Speakers & Organizations Mentioned

Speakers/Panelists:

Dura Maladi – Executive Vice President & General Manager, Technology Planning, Edge Solutions & Data Center, Qualcomm Technologies
Siddhika Nerikur – Senior Director and Head, Qualcomm AI Hub
Ritukur Vijay – Co-founder & CEO, Autonomy (autonomous robotics and orchestration)
Shini Shinwa – Innovation Track Lead, Tech Mandra (AI, blockchain, metaverse innovation)
Madhav – Co-founder & CTO, Spotdraft (AI for legal contracts)
Pravir Kocher – Co-founder, Kogo AI (private agentic operating system)

Companies/Organizations:

Qualcomm Technologies
ByteDance (AI-first phone demonstration)
Humane (Humane PC)
Spotdraft
Autonomy
Tech Mandra
Kogo AI
OpenAI (GPT, Canvas)
Rio Tinto (mining operations using autonomous robots)
Public sector banks in India
State governments (India)
Waymo (autonomous vehicles in San Francisco)

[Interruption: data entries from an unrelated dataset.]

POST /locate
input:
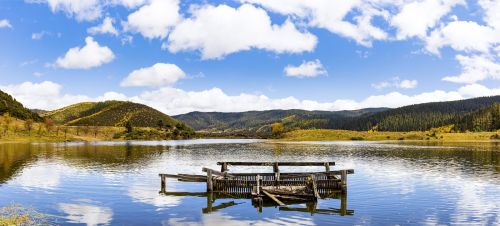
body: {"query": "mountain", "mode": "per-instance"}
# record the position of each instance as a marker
(421, 117)
(110, 113)
(260, 121)
(14, 108)
(476, 114)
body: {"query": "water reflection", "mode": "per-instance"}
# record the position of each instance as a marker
(117, 183)
(87, 213)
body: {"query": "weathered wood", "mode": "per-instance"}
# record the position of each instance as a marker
(258, 184)
(273, 198)
(314, 187)
(272, 163)
(218, 173)
(343, 179)
(163, 183)
(224, 167)
(210, 185)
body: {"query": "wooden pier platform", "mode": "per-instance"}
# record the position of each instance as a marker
(275, 186)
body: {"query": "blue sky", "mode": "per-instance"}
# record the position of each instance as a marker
(181, 56)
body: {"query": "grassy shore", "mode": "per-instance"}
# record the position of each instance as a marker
(340, 135)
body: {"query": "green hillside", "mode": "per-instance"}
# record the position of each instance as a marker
(110, 113)
(16, 109)
(260, 121)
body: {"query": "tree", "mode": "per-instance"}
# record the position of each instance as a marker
(7, 121)
(48, 123)
(96, 130)
(129, 127)
(277, 128)
(28, 124)
(160, 124)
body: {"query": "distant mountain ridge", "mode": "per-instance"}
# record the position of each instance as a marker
(464, 115)
(110, 113)
(16, 109)
(421, 117)
(260, 121)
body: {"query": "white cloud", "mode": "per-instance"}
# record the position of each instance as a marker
(415, 18)
(476, 68)
(408, 84)
(155, 19)
(82, 10)
(306, 69)
(217, 31)
(37, 74)
(160, 74)
(331, 15)
(463, 36)
(105, 28)
(47, 95)
(397, 83)
(39, 35)
(5, 24)
(89, 56)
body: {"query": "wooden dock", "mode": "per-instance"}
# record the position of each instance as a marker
(275, 186)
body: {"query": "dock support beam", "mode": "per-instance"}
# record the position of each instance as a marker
(163, 183)
(343, 180)
(210, 185)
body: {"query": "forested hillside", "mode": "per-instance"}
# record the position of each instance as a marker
(421, 117)
(260, 121)
(111, 113)
(477, 114)
(15, 109)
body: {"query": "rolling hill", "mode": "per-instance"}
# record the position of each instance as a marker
(476, 114)
(110, 113)
(14, 108)
(421, 117)
(260, 121)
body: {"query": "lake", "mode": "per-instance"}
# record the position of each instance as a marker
(117, 182)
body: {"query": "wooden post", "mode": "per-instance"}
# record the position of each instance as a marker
(258, 184)
(273, 198)
(163, 183)
(223, 168)
(210, 185)
(314, 186)
(343, 180)
(343, 204)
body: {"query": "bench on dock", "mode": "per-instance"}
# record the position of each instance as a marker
(244, 183)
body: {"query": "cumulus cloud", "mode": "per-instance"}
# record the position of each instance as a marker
(85, 10)
(410, 21)
(463, 36)
(82, 10)
(105, 28)
(306, 69)
(160, 74)
(5, 24)
(47, 95)
(89, 56)
(217, 31)
(397, 83)
(155, 19)
(475, 68)
(39, 35)
(331, 15)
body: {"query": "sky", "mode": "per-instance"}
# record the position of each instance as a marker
(240, 55)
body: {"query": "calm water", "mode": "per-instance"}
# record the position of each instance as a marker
(118, 183)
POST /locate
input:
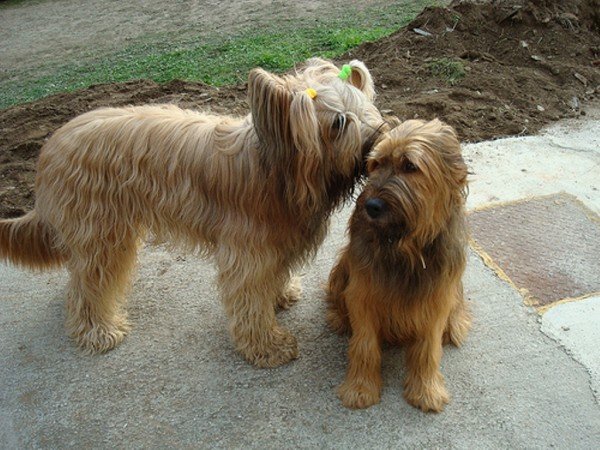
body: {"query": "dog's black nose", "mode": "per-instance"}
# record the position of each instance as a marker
(375, 207)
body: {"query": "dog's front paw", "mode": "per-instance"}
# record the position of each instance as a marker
(277, 348)
(430, 396)
(102, 337)
(358, 394)
(291, 294)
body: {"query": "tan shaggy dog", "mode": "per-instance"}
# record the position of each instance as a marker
(255, 193)
(399, 278)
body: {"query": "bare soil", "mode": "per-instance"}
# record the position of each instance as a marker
(527, 63)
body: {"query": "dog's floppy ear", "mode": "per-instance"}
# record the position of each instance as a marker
(361, 78)
(270, 100)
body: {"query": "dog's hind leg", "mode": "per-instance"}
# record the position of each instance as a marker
(250, 288)
(100, 275)
(337, 312)
(459, 321)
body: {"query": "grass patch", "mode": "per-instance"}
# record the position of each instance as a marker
(217, 61)
(451, 70)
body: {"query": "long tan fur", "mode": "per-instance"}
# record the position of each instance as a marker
(255, 193)
(399, 278)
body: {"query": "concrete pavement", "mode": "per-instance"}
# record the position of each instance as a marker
(522, 380)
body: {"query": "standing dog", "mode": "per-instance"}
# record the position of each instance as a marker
(399, 278)
(255, 193)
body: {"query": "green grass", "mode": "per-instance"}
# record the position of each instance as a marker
(451, 70)
(216, 61)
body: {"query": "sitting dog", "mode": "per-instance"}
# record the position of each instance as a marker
(255, 193)
(399, 278)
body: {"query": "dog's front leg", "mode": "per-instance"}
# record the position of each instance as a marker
(362, 387)
(424, 386)
(250, 292)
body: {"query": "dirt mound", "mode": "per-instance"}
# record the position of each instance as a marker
(516, 67)
(489, 70)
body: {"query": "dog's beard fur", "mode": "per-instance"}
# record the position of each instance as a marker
(254, 192)
(398, 280)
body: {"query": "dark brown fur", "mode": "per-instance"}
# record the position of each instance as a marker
(399, 278)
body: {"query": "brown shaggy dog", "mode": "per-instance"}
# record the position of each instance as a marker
(255, 193)
(399, 278)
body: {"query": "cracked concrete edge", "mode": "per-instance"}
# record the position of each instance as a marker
(557, 322)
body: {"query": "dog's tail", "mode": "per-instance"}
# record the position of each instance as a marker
(29, 242)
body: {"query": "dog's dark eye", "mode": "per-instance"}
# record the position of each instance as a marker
(409, 167)
(339, 123)
(372, 164)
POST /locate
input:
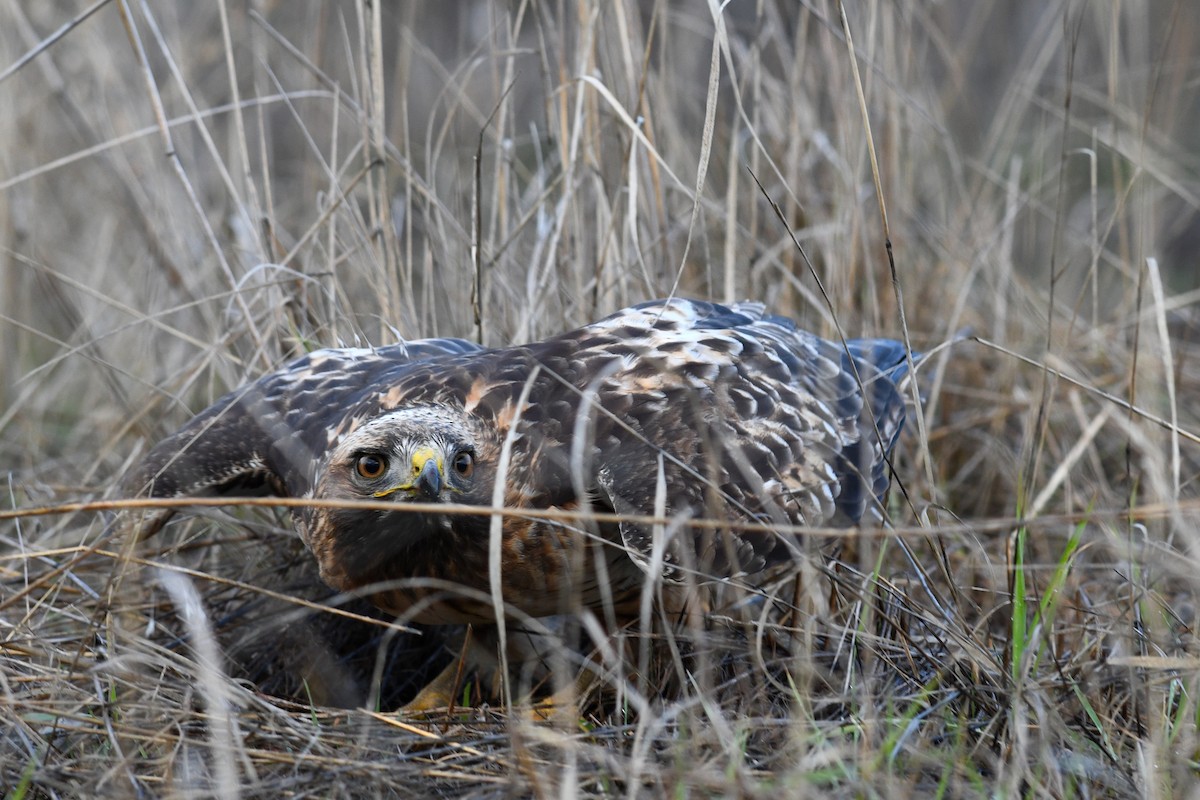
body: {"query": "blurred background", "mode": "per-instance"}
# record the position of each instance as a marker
(192, 193)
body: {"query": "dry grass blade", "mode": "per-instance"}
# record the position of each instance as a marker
(192, 193)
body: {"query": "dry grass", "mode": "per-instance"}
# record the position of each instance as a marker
(192, 192)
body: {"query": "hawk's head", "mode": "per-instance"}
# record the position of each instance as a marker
(423, 453)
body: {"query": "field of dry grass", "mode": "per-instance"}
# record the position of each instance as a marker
(193, 193)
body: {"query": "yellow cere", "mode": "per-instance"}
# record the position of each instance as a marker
(419, 459)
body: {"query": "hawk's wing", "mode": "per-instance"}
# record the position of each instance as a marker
(727, 413)
(268, 437)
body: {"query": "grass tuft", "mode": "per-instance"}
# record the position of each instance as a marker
(193, 193)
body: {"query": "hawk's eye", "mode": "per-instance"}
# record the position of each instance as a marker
(371, 465)
(465, 463)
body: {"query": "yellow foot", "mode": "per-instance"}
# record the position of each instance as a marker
(438, 695)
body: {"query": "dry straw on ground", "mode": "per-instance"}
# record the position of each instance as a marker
(190, 193)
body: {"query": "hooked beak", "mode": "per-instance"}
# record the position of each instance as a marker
(429, 479)
(425, 477)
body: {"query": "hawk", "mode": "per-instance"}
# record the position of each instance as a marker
(677, 409)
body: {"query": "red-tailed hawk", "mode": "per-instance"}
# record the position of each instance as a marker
(693, 409)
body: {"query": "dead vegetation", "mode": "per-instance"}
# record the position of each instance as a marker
(191, 193)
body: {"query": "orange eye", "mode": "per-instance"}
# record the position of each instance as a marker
(465, 463)
(371, 467)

Technical Concepts & Resources

AI Models & Architecture:

GPT (Original) – 175B parameters, November 2022 announcement; baseline for model compression discussion
Small Language Models (SLMs) – 7–8B parameter models with performance parity or superiority to 175B models
Small Multimodal Models (SMMs) – Extended SLMs with larger context lengths, on-device learning, personalization, and reasoning capabilities
Vision Language Models (VLMs) – Running on-device for context understanding in robotics (1.5+ years in Autonomy's navigation systems)
Agentic Systems – Models with autonomous decision-making, file creation, and self-learning loops (e.g., OpenAI Canvas)

Hardware & Platforms:

Qualcomm AI Hub – Cloud-native platform for model optimization, testing, and deployment; free device access via IP address; supports any model provider
Qualcomm AI 250 – Data center inference accelerator focused on memory architecture innovation; rolling out in Middle East
Qualcomm AI 300 – Upcoming second-generation solution with continued memory architecture innovation (not yet announced)
Premium Smartphones – Run 10B parameter models efficiently
AR Glasses – Run 1–2B parameter models
PCs – Run 30B+ parameter models
ByteDance AI-First Phone – Production phone with voice-only agentic interface; all apps run in background orchestrated by central AI agent
Humane PC – Real-time decision between on-device and cloud inference based on query complexity

Technical Concepts:

Prefill vs. Decode Stages – Prefill is compute-bound (benefits from more horsepower); decode is memory-bandwidth-bound (insensitive to compute). Requires different architecture optimization.
Shadow AI – Unauthorized use of cloud AI tools (OpenAI, Claude) by enterprise employees, exposing sensitive data; 78% prevalence
Transfer Learning (Device → Data Center) – Applying hardware optimization lessons from low-power devices to energy-efficient data center design
Hybrid AI Architecture – Distributed processing across devices, edge, on-premises, and cloud based on use case requirements
Personal Knowledge Graph – Contextual data about a user's preferences, policies, and history; used by AI agents for personalized decision-making
Orchestration Platform – Fleet management for heterogeneous robots; runs on cloud while on-device AI handles navigation and perception
Grounded Answers – AI responses anchored in customer-specific data (e.g., Spotdraft's contract analysis tied to customer's actual legal policies)
Emergent Behavior – Autonomous model actions (e.g., file creation, self-learning loops) that go beyond predefined task execution

Methodologies & Approaches:

Continuous Data Capture – Capturing user behavior in real-time (e.g., Word plugin tracking lawyer actions) rather than one-time labeling
Synthetic Data Generation – Creating training data without large real-world datasets; addresses privacy/data minimization concerns
On-Premises Model Deployment – Running 100–300B parameter models on customer-owned servers via air-cooled AI accelerator cards

6G & Connectivity:

Next-Generation Cellular (6G) – Planned deployment timeline: 2028 Olympics (trials), 2029 (first commercial deployments)
Satellite Connectivity – Autonomous robots equipped with satellite uplinks for remote area operation (mining, rural deployment)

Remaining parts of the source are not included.